As Harvard's newest and youngest administrator, Vice President for Government and Community Affairs John Shattuck has certainly made his mark in local and national politics. Fresh from Washington, where he served as director of the American Civil Liberties Union, Shattuck has assumed responsibility for Harvard's extensive lobbying efforts in Washington. He has also strived to improve the University's sometimes stormy relations with Cambridge. This year, he fought cuts in student aid proposed by the Reagan Administration and voiced Harvard's concern that the proposed tax reform plan would lessen charitable contributions to the University. In addition, he overseas the Harvard News Office.
Fast-talking Robert H. Scott, vice-president for administration, is the University's systems manager. Scott is in the middle of administering a $250 million renovation program of the Houses and academic buildings. And in the near future, he will implement the vast computerization program now in the planning stages at Harvard. Less desirably, Scott has inhereted Harvard's long-standing, costly and controversial Medical Area Total Energy Project (MATEP).
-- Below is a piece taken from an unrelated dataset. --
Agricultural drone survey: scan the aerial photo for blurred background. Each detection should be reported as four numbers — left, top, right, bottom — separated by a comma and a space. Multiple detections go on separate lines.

Helping oversee Harvard's billions is Vice President for Financial Affairs Thomas O'Brien. A big, journal man with a ready wink and a smile, O'Brien is in charge of enforcing the every-tub-on-its-own-bottom rule. All of the University's 50-some departments, faculties, museums, research centers and libraries must prove to O'Brien, who approves each of their budgets, that their every-increasing financial demands are justified.
But much more than a glorified accountant, he is a key decision-maker in such areas as tuition and probably the administrator dealing most with the powerful Corporation. He therefore has input into the use of the and Harvard's day-to-day finances.